Bladder Biomechanics and the use of Scaffolds for Regenerative Medicine in the Urinary Bladder : 

The urinary bladder is a complex organ with the primary functions of storing urine under low and stable pressure and micturition. Many clinical conditions can cause poor bladder compliance, reduced capacity, and incontinence, requiring bladder augmentation or use of regenerative techniques and scaffolds. To replicate an organ that is under frequent mechanical loading and unloading, special attention towards fulfilling its biomechanical requirements is necessary. Several biological and synthetic scaffolds are available, with various characteristics that qualify them for use in bladder regeneration in vitro and in vivo, including in the treatment of clinical conditions. The biomechanical properties of the native bladder can be investigated using a range of mechanical tests for standardized assessments, as well as mathematical and computational bladder biomechanics. Despite a large body of research into tissue engineering of the bladder wall, some features of the native bladder and the scaffolds used to mimic it need further elucidation.

Characteristics and applications of titanium oxide as a Biomaterial for medical implants : 

There is considerable interest in TiO2 for a wide range of applications; however, it mainly focuses on its uses as a biomaterial, particularly for biomedical implant devices. The main characteristics required for this application have been considered. Methods for producing TiO2 and Ag doped TiO2 films are summarized. The interactions of the films containing body fluids, mainly with blood components such as proteins, are discussed.
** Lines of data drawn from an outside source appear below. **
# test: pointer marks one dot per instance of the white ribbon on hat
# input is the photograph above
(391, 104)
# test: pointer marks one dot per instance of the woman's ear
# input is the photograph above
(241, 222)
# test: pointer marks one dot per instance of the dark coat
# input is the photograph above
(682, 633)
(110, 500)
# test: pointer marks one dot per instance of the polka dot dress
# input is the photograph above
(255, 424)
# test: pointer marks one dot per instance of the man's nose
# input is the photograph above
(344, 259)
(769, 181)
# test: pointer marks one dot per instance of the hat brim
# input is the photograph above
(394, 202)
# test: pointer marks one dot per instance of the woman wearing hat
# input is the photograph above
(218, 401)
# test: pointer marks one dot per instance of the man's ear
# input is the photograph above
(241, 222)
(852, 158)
Various techniques, including surface analysis methods, have been employed to characterize the undoped and Ag doped TiO2 films. Their behaviour under normal conditions inside the body, such as physiological pH, has been investigated.
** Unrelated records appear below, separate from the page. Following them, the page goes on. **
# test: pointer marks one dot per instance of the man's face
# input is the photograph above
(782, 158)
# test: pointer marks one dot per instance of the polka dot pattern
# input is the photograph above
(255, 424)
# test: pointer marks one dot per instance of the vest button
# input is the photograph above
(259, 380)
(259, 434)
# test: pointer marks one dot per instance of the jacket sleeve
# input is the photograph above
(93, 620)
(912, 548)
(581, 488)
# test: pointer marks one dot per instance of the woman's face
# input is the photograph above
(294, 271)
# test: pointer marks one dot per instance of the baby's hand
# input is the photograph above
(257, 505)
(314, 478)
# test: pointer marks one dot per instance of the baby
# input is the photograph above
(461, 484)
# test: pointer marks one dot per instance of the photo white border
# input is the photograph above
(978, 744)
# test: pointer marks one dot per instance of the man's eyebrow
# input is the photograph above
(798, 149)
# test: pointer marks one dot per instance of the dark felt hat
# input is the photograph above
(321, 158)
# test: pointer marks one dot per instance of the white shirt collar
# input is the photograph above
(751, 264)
Biomaterials for Wound healing : 

The advantageous biocompatibility and cell proliferative effects of synthetic and natural biomaterials have promoted their broad use in various medical areas, including wound healing. Most synthetic biomaterials show excellent physical properties but are, in general, complicated to fabricate, whereas natural biomaterials normally show no cell toxicity or elicit foreign body responses but show high natural variability. Existent biomaterials used for wound healing purposes, the naturally obtained categories such as polysaccharide-based, protein-based, nanofiber-based, and marine biomaterials, which have been investigated in depth in vivo and in clinical studies.
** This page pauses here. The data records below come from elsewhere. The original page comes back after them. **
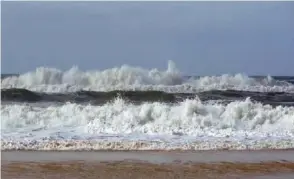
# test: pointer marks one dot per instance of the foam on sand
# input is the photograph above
(190, 124)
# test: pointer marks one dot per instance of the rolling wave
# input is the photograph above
(190, 117)
(99, 98)
(134, 78)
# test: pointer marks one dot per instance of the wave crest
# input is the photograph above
(135, 78)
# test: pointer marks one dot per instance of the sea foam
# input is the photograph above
(135, 78)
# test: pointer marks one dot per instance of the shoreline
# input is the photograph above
(147, 164)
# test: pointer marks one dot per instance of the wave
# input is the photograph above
(191, 117)
(134, 78)
(137, 97)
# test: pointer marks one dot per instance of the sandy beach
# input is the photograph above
(148, 164)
Surface modification of Biomaterials by heparinisation to improve Blood Compatibility : 

Blood compatibility is mainly influenced by the surface properties of the materials. The interaction of the surface and blood leads to a blood coagulation which is not desirable for some medical applications. In order to create a blood compatible material with an anti-thromobogenic or non-thromobogenic surface, many theoretical hypotheses have been postulated. In practice, surface modification by utilisation of heparin is one of the mostly widely accepted approaches for improvement of blood compatibility. In this chapter, some of the immobilisation methodologies are reviewed and the effects of heparinisation on blood compatibility both in vitro and in vivo are also assessed including protein adsorption, platelet adhesion, thrombus formation and other factors which influence blood compatibility.